淳の願い
茉麻の暴走を抑えられたのは、人肉を与えたからだ。
寄生虫に乗っ取られ、食人鬼と化すのは人肉を口にしたいという狂気とも言える欲望があるためだ。だからそれをきちんと与えていれば、食人鬼化するのを遅らせることができるのではないか。
それが淳の推論であり、実行に移したのだという。
そしてその方法は見事に成功したのだった。
一番怖かったのは茉麻だったはずなのに、あたしが大号泣してしまったものだから、むしろ彼女らは落ち着いたようだ。
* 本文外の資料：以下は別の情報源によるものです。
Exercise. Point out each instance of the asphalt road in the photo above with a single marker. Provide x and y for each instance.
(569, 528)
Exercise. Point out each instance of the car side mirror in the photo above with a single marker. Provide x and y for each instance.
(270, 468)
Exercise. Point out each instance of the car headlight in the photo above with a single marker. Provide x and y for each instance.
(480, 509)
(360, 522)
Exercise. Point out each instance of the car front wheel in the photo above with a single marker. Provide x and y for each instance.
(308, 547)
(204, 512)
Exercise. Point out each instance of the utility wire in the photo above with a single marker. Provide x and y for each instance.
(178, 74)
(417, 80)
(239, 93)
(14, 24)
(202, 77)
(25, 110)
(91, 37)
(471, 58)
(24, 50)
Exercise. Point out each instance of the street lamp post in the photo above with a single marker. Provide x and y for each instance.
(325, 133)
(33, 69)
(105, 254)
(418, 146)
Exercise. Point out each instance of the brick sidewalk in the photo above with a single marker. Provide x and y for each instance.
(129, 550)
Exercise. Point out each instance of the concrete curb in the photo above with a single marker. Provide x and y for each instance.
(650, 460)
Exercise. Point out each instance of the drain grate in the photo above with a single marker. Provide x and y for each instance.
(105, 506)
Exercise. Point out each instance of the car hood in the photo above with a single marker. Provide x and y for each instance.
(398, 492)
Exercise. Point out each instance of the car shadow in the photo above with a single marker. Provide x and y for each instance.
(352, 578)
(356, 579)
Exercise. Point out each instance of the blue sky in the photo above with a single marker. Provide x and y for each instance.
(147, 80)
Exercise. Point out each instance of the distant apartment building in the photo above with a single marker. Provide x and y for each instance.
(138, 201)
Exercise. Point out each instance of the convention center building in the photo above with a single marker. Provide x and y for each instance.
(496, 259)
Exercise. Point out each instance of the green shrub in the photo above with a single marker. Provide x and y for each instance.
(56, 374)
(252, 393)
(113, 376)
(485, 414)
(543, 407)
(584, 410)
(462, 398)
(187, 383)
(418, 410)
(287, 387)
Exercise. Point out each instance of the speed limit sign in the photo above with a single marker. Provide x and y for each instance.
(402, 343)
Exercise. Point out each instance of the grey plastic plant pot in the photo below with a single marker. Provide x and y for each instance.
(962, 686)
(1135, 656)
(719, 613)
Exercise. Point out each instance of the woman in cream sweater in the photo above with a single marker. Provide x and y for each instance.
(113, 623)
茉麻は震えながら、地面に座ってあたしの手を握ってくれている。全く立場が逆だなと思い、あたしは情けなくなった。
「……ごめんね。あたしが泣くなんておかしいのに」
「お姉さん、ごめんなさい。私、迷惑かけて……」
「茉麻ちゃんは何も悪くないよ。悪いのは、世界なんだから」
そう言いながら、互いに言葉を交わす。
ああ、本当に良かった。あのまま彼女が食人鬼になってしまっていたら、あたしまで気が狂ってしまったのではないかと思う。
そんなあたしたちに、その様子を見ていた淳が言った。
「多分、しばらくは安全だと思う。茉麻はまた食欲が堪えられなくなったら俺に言ってくれ。適当な奴を探してやる」
「は、はい……」
「一度食人鬼になった俺たちには肉を食べる道しかないんだ。諦めろ。他の物を食べても、それは満たされないぞ」
「わかり、ました」
涙目の茉麻が頷く。
あたしはそれをただ見つめることしかできなかった。人肉しか食べることができないだなんて、どんなに残酷な話なのだろうか。
あたしだったら間違いなく死んでしまいたくなる。
「お前は、運が良かったらそのまま理性を保てるかも知れない。食べても限界だった時は自死だ。わかったな? ――よし、いい子だ」
大人しく言うことを聞く茉麻に、淳が微笑みかける。
それだけであたしも茉麻も、まるで救われたような気分になった。
「茉麻ちゃんは助かるの?」
「わからん。今のところ正気を保てているのが遅いだけなのか俺と同じタイプなのかはまだ判別がつかない。が、今のままであれば大丈夫だと思う」
「そうなんだ」
思わず胸を撫で下ろすあたし。
その時、突然淳が咳払いをした。
「あんたに頼みたいことがある」
「何?」驚きつつ、あたしは首を傾げる。
そして彼は言った。
「俺たち食人鬼を、救ってほしいんだ」
◆◇◆◇◆◇◆◇◆
彼があたしに頼んできたのは、食人鬼を救ってほしいという、あまりにも無茶な話だった。
彼らだって本来は普通の人間なのだ。あたしの母だって、茉麻だって、淳だって、元々は社会の中で生き家族を愛する真っ当な人間だった。
それをどうしようもなく歪めたのはこの世界だ。
「俺も最初は仕方がないことだって思ってたよ。でも……怖い。怖いんだ。いつか自分が自分じゃなくなって、あんたを襲ってしまうんじゃないかと思うと。今も食べたくて食べたくて気が狂いそうなんだ」
「…………」
あたしは言葉を失い、彼を見つめた。
あたしより一回りほど小さな体格の少年がそこにいる。涙ぐむ姿がとても愛おしくて、胸が痛くなる。
茉麻は淳を見上げて戸惑っていた。
「お、お兄さんも、食人鬼なんですか?」
「そうか、まだ言ってなかったか。両親は殺されて、俺も二週間前に噛まれた。……その時は死んでもいいって覚悟したんだ。でもあんたに出会って、この子を見て、気持ちが変わった。一緒に生きていきたい、だから俺は助かりたい。この苦しみから助けてほしい」
正直、「何言ってるの?」と言わざるを得ないことだ。
食人鬼になった彼らの苦しみは到底あたしなんかに理解できないことだろうし、もしもあたしが目の前の人間を食べたくなってしまったらと思うとゾッとする。
なんとかしてあげたい。だが、ただの女子高生で、何の力もないあたしに頼まれたってどうしろというのだろう。
でも、あたしは彼と、彼らと仲良くなってしまったから。
「――大丈夫だよ。あたしが、助けてあげる」
淳の頬にキスをした。
◆◇◆◇◆◇◆◇◆
あたしたちが求めるのは平和。
ただただ平穏な暮らしがしたい。化け物に怯えるでもなく、狂おしい食欲に喘ぐでもない、普通の日常がいい。
そして、人と人が互いに愛し合える世界を目指して。
――ただの高校生でしかなかったあたしは、食人鬼になってしまった彼らを救う決意をしたのである。